SINCE LAST WRITING ABOUT TEA in general and Tazo’s Earl of Grey in particular, I have tried to other earls: both the Twinings and Stash’s Earl Grey Black & Green (the blend is interesting but I prefer each separately). I can report with comfort that, for my taste, while both are good neither holds a candle to the Tazo. 1
Which leads us to the idiom, can’t hold a candle to: the phrase apparently has its origins in England in the 17th century. It first appeared in print in Sir Edward Dering’s The Fower Cardinal – Vertues Of A Carmelite Fryar in 1641: “Though I be not worthy to hold the candle to Aristotle.” 2
“Apprentices used to be expected to hold the candle so that more experienced workmen were able to see what they were doing. Someone unable even to do that would be of low status indeed.”
It was apparently first used in print in the way that we currently use and understand the phrase in 1883 in William Norris’ novel No New Thing: “Edith is pretty, very pretty; but she can’t hold a candle to Nellie.” (The Phrase Finder)
Aftertaste of Citrus aurantium bergamia
Which brings us ’round again to tea: with Tazo Earl Grey, the essence of the necessary bergamot is much more evident in the taste.

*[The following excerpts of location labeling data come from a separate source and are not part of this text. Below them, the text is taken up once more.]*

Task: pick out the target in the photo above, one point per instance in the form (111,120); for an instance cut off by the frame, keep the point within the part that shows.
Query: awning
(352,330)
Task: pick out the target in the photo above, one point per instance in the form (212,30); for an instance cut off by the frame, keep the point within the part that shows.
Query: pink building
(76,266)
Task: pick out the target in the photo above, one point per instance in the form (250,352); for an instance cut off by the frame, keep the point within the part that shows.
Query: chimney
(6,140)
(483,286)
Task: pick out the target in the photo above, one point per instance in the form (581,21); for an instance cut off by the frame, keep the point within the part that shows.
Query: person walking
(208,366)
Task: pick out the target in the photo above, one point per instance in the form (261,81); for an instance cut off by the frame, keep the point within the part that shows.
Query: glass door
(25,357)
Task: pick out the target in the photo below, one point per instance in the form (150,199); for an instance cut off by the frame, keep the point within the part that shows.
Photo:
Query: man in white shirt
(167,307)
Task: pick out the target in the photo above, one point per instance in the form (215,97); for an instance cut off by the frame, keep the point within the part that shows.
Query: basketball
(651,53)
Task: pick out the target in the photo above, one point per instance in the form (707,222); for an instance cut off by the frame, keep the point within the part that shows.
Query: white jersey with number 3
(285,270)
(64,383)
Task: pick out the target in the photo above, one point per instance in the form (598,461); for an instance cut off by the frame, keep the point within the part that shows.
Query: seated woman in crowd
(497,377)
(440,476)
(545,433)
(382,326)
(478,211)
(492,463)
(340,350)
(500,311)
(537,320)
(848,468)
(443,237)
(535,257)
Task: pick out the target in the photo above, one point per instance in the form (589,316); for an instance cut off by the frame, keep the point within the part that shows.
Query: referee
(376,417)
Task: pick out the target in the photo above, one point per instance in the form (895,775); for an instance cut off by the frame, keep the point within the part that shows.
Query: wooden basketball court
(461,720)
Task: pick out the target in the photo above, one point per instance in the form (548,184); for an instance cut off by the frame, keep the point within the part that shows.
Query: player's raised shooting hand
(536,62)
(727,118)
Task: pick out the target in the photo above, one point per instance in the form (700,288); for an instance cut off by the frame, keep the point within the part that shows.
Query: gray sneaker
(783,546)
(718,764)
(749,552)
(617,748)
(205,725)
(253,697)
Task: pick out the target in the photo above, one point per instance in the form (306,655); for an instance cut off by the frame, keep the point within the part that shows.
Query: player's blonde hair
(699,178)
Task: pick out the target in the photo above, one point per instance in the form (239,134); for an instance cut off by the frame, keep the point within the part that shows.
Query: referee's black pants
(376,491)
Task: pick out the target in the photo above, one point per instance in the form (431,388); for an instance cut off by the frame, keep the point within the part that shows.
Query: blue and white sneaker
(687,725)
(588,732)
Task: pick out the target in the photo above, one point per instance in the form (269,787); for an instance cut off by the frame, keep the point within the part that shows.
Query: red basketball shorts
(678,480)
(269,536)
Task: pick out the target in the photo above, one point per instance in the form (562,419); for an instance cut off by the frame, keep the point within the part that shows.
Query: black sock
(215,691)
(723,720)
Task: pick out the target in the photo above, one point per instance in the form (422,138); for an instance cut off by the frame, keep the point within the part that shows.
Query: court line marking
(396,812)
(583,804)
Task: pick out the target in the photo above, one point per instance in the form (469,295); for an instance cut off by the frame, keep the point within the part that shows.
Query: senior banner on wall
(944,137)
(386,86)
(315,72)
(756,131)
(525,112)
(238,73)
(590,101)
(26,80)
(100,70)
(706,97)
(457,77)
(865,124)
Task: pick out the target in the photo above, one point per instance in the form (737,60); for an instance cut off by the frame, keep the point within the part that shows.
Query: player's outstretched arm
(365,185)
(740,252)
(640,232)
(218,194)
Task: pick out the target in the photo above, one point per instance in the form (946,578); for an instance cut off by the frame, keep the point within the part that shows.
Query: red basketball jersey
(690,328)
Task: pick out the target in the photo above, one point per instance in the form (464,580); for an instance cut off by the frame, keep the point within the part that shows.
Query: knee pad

Perhaps with time, my palate may yearn for subtlety, but at this point in time I prefer the sweet, perfumey aftertaste of the fruit of the Citrus aurantium bergamia.
I have no idea why the old Gene Chandler hit Duke Of Earl popped into my head while writing this piece, but it did. A bit of hum-able, unforgettable silliness from the early ’60s (“Duke Duke Duke, Duke of Earl … Yes, I’m the Duke of Earl”), Duke Of Earl hit the top of the Billboard chart and had one of the few doo-wop hits after that genre’s run of popularity in the ’50s.
The other early ’60s doo-wop biggie was, of course, the Marcels’ inane, wonderful arrangement and performance of Blue Moon. Anyway, I did a brief piece on Duke Of Earl for my other site (“duke duke duke, duke of earl”) that includes a vintage video of Chandler as the Duke. Give it a read and a view.
FEATURED IMAGE: In 2016,the Englewood section of Chicago renamed a stretch of 59th Street between Racine Avenue and May Street is now named Gene Chandler “The Duke Of Earl” Way.
1 Give a read to“Do You Think that Popeye and Olive Oyl Drank Earl Grey at Tea Time?”
2 The word fower is an old Scottish variant on four. Almost sounds like the way Paul pronounced “four” in the count-off that opens I Saw Her Standing There.